Lo que me enseñó una cría de golondrina sobre cuidar, criar y confiar
- Elena Soldado Llamas
- 19 may
- 2 Min. de lectura
Cuando llegamos a vivir a esta casa, allá por 2018, ya había alguien esperándonos: un nido de golondrinas bajo el alero del tejado. No estaba ocupado, pero ahí estaba, como un saludo silencioso. Ese primer año, no lo usaron. Tal vez porque aún éramos una familia forastera en su territorio, tal vez por prudencia. Pero al año siguiente, volvieron. Y confiaron.
No solo regresaron, sino que construyeron un nuevo nido junto al primero. Fue una alegría verlas ir y venir, cuidar, alimentar, criar. Hasta que un día, una cría cayó del nido. Era diminuta, indefensa. Tenía solo unos pocos días de vida. Y no podía volver a su sitio. Así que la acogimos. Con cariño, con respeto, con muchísimas dudas y un montón de cuidados. Le hicimos un nido alternativo. Usamos una golondrina de cartulina como referente visual, para que no perdiera su vínculo con su especie. Y la criamos con mimo durante las dos semanas que necesitó para prepararse para volar.
Y voló.
Más tarde, cuando ya sus padres y hermanos habían levantado el vuelo, el nido se vino abajo. No sabíamos por qué, pero quizás ya había cumplido su función. Decidimos entonces construir nuevos nidos de barro y paja, más resistentes. Documentamos el proceso, hicimos fotos, grabamos vídeos… porque sabíamos que aquello era más que una anécdota familiar. Era un símbolo.

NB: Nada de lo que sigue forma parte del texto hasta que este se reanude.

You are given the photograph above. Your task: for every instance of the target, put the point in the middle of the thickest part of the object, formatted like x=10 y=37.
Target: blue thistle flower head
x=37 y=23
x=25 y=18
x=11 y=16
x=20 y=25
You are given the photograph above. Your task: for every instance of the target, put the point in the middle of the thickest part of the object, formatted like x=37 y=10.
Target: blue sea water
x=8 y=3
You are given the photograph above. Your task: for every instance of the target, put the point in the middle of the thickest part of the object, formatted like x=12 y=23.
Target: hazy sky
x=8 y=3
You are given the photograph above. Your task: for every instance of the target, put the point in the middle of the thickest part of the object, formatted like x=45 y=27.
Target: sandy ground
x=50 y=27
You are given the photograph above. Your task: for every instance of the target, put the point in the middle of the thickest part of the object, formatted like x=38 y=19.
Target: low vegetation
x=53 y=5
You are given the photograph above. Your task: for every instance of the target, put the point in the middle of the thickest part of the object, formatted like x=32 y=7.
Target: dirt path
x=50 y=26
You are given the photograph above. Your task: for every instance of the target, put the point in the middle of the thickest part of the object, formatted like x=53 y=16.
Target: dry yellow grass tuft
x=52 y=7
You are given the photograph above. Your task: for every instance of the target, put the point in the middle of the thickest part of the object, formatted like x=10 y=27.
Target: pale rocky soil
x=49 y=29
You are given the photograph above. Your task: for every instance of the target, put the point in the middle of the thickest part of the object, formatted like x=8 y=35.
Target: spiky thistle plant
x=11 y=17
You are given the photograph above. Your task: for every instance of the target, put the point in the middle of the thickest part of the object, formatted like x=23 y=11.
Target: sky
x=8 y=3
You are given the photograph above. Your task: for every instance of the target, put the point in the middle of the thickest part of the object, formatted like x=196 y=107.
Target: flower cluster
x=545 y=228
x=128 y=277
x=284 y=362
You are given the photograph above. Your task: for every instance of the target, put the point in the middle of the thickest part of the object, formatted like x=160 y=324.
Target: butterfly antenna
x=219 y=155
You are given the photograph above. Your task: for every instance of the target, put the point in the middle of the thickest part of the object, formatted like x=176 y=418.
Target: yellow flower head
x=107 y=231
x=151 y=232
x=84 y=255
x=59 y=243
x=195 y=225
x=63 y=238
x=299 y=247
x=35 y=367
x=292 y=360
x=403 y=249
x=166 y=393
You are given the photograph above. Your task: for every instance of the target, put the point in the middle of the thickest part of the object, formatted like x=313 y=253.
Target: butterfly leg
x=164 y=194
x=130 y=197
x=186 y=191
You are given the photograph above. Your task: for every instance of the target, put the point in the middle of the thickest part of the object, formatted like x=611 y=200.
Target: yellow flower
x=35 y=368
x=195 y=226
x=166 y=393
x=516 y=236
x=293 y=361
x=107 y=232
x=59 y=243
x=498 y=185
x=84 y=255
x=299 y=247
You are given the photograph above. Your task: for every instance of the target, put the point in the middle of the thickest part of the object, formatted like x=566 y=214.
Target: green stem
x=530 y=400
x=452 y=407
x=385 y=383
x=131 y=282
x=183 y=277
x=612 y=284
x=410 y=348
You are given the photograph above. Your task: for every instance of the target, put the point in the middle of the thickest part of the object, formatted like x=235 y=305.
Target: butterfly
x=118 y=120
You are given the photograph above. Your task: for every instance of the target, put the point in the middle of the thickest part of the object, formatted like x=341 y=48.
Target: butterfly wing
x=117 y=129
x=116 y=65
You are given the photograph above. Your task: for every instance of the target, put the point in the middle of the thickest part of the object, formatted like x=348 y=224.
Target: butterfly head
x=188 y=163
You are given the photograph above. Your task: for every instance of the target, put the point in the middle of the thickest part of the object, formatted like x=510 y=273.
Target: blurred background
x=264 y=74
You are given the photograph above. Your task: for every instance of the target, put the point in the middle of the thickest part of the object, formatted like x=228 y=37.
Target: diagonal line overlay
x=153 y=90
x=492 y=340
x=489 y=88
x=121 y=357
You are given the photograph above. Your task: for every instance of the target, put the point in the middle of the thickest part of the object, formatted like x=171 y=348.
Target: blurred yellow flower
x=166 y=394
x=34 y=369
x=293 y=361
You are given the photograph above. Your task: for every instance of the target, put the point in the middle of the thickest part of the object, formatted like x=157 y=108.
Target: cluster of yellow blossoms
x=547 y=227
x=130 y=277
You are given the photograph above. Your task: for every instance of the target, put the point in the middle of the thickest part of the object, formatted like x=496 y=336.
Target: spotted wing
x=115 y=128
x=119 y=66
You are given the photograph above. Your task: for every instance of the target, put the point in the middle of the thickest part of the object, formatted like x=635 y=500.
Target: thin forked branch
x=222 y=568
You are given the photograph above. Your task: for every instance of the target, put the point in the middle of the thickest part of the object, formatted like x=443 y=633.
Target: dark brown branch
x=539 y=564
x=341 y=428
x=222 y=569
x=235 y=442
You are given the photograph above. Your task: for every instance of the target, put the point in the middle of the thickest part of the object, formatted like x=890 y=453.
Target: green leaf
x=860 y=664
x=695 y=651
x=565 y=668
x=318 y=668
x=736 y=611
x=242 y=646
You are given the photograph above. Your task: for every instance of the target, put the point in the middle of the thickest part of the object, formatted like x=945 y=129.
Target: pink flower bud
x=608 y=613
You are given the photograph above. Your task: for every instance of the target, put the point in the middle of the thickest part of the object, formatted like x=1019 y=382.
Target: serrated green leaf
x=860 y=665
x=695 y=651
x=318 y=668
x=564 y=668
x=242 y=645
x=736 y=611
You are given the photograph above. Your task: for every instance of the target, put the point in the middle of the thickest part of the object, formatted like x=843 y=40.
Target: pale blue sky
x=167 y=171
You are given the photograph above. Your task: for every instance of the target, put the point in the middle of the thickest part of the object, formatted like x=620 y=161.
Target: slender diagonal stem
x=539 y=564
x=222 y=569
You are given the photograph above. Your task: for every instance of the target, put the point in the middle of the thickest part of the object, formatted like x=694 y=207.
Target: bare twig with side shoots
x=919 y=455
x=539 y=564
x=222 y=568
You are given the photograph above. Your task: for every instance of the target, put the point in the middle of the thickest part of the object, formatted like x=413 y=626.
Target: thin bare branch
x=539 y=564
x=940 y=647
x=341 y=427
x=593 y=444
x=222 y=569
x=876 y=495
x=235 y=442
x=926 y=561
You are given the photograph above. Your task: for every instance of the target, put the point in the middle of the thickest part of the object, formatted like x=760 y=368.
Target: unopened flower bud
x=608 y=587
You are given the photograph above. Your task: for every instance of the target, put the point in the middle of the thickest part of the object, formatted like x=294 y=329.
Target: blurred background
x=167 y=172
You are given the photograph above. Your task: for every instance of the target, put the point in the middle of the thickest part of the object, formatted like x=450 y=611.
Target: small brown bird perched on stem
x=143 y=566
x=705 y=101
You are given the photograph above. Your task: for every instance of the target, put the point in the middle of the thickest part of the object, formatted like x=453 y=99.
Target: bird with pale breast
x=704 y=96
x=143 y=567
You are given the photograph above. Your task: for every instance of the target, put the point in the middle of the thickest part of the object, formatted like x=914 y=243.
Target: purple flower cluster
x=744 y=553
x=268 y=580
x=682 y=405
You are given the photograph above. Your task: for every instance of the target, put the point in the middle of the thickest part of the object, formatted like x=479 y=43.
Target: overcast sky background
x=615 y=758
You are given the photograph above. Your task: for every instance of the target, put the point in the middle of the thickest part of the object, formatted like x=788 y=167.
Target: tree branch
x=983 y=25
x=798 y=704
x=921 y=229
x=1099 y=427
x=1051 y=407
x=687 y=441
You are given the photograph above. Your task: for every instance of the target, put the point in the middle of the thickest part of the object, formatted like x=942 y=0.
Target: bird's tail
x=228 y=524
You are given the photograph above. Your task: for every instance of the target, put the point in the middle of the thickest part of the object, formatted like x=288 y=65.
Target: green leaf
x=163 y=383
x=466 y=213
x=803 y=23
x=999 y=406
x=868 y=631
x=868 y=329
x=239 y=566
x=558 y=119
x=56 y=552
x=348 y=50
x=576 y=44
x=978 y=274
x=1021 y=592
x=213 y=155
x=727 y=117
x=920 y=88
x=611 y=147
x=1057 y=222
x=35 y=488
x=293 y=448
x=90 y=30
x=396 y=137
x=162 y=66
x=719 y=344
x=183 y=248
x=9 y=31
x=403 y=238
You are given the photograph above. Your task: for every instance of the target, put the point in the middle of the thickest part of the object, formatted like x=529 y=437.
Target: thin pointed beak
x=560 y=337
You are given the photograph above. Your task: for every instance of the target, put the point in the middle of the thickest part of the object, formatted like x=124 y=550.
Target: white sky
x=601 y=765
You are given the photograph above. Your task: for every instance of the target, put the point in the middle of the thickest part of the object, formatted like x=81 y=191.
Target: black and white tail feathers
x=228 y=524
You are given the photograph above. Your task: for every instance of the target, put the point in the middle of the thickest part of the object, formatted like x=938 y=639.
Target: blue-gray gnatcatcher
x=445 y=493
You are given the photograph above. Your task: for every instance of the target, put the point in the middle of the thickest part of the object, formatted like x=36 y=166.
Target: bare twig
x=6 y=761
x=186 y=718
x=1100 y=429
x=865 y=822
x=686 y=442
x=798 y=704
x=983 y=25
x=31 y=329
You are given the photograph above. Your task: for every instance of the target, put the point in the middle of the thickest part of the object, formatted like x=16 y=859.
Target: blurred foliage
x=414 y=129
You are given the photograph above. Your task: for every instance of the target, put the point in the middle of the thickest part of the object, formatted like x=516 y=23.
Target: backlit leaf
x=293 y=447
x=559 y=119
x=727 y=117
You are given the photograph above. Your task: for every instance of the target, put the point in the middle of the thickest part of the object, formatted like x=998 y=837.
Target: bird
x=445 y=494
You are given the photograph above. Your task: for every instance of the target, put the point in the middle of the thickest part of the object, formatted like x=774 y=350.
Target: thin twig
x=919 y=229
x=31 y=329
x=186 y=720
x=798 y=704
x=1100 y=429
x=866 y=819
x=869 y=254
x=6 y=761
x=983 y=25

Este año, unas nuevas golondrinas estuvieron intentando levantar un nido en otro rincón. No lo tuvieron fácil: se les cayó, se les deshizo, pero insistieron. No se rindieron. Y parece que ahora, por fin, lo han conseguido. También han comenzado a formar un nuevo nido a su lado. Más vida por venir.
¿Y qué tiene que ver todo esto con Ludo y Sofía?
Absolutamente todo.
Porque Ludo y Sofía nace de la misma intuición: la de cuidar lo que cae, lo que tambalea. La de acompañar a quien está empezando a volar. La de construir espacios seguros donde familias, criaturas y personas cuidadoras puedan crecer con confianza.
En cada taller, en cada retiro, en cada conversación con madres y padres que están agotados, ilusionados o simplemente perdidos, late el mismo gesto que cuando sostuvimos aquella cría en nuestras manos. La misma delicadeza, la misma mezcla de ternura e incertidumbre. La misma esperanza de que, con el ambiente adecuado, todo lo que nace puede volar.
La resiliencia de las golondrinas me recuerda que no importa si una idea tarda un año en tomar forma. Ni si algo se cae. Lo importante es seguir apostando por construir, por acoger, por levantar de nuevo lo que merece seguir.
¿Y tú, qué has aprendido de tus propios nidos?
¿Hay alguna historia en tu vida que te recuerde esta sensación de cuidar, de empezar de nuevo, de soltar? ¿Hay alguna parte de ti que necesite volver a volar?
Te leo con gusto. Aquí seguimos, al pie del alero. Por si alguna golondrina necesita un sitio donde quedarse un rato.